When the world tour is over (the ‘I Drink’ part), we move to the ‘Therefore I am’ part as he discusses what ‘I’ means. This is by far and away the most difficult chapter and full absorption is not entirely required for the book to be enjoyed as a whole. After that, it’s the meaning of wine – how for example is great wine different from great art or great music and how can we understand taste? Can we describe it? Then we have ‘the meaning of whine’ where he takes a pot shot at prohibitionists and ‘mad mullahs’ who he feels are as addicted to anger as drunks are to alcohol. The last chapter sees Sartre’s Being and Nothingness become Being and Bingeing as he discusses the misuse of pleasure.
At the end of the book, we get a section on what to drink with what and here Scruton is not going anywhere near ‘pinot with lamb’, rather, one should drink Tuscan wine with Hegel and a New Zealand Chardonnay with Schopenhauer, philosophy’s unrelenting pessimist. Most philosophers you could name and many you couldn’t are briefly discussed here in the contexts of their work and the corresponding pairing.
However, a special mention goes to Sam the Horse with whom Scruton clearly enjoyed a close relationship. We learn by the middle of the book that ‘in my duties as a wine critic, I try out a full bottle on Sam the Horse, stirring a glass-full into his oats and studying his reaction, I can make no distinction between his relishing the wine and his merely enjoying it’. By the back though we learn that despite what has just been said, ‘Sam has his preferences’. We are told that Sam the Horse most eagerly gobbles his oats when laced with rosé, with Scruton suggesting that Sam’s firm favourite is Amethystos from Greece, ‘available at Oddbins’; I can only wonder to know how the producers of the wine and Oddbins feel about that fact.

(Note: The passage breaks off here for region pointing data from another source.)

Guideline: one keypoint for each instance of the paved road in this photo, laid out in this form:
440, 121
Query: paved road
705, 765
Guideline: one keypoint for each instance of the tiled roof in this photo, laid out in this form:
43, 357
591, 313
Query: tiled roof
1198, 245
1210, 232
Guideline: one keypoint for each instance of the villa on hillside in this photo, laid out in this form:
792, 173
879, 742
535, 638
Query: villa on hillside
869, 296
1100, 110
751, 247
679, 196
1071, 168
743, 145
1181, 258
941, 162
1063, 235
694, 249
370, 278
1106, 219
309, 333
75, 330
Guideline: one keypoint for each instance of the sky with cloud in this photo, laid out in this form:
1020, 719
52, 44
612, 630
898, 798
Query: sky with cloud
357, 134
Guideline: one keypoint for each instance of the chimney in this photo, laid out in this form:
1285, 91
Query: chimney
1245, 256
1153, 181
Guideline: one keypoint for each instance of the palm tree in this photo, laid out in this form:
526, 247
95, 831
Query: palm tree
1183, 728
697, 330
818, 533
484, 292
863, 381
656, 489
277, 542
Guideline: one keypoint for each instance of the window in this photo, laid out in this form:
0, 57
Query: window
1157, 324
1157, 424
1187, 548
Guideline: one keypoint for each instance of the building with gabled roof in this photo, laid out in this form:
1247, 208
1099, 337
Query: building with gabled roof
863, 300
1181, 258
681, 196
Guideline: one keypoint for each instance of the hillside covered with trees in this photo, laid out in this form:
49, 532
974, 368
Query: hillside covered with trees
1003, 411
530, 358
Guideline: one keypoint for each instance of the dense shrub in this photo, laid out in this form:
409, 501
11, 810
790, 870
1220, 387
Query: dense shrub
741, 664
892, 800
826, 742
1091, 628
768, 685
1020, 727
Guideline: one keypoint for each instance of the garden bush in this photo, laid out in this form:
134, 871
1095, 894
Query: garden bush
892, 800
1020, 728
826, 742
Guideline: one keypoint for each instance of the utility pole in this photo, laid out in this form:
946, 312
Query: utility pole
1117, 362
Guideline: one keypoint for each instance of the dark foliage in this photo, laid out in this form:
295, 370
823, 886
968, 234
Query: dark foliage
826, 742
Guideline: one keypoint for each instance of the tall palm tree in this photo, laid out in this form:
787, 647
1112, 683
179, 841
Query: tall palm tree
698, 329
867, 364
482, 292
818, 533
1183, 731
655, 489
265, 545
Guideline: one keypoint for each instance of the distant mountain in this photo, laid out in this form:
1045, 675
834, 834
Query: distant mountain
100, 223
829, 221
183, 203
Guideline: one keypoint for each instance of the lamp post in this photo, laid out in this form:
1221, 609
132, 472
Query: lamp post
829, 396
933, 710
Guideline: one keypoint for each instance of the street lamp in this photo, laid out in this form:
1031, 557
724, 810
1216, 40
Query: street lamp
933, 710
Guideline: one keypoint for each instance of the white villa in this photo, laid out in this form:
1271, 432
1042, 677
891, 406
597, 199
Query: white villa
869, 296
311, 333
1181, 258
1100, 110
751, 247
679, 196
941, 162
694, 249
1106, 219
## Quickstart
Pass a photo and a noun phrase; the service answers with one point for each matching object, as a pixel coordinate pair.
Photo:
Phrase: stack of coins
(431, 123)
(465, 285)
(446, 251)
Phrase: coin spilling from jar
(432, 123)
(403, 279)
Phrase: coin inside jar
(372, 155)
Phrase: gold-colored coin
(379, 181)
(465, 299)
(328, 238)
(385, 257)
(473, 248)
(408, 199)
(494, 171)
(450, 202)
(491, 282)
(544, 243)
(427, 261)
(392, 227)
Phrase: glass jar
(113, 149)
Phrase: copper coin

Overall, this is a satisfying and challenging read and a book that should appeal to wine lovers and wine thinkers. One feels from the book that Scruton himself is a fascinating individual though not without his own issues, painting a picture of a man nursing a bottle of Bordeaux alone in a backwater French farm with only Sam the Horse for company. His sheer intelligence though and scope of learning together with an often brilliant turn of phrase and a gentle but tickling wit ensure a good read. One can only smile at his ‘first principle’ of drinking that despite his rants against spirits, beer and cocktails (i.e. anything that’s not wine) states that ‘you should drink what you like, in the quantities you like. It may hasten your death, but this small cost will be offset by the benefits to everyone around you’. That is most certainly my kind of philosophy.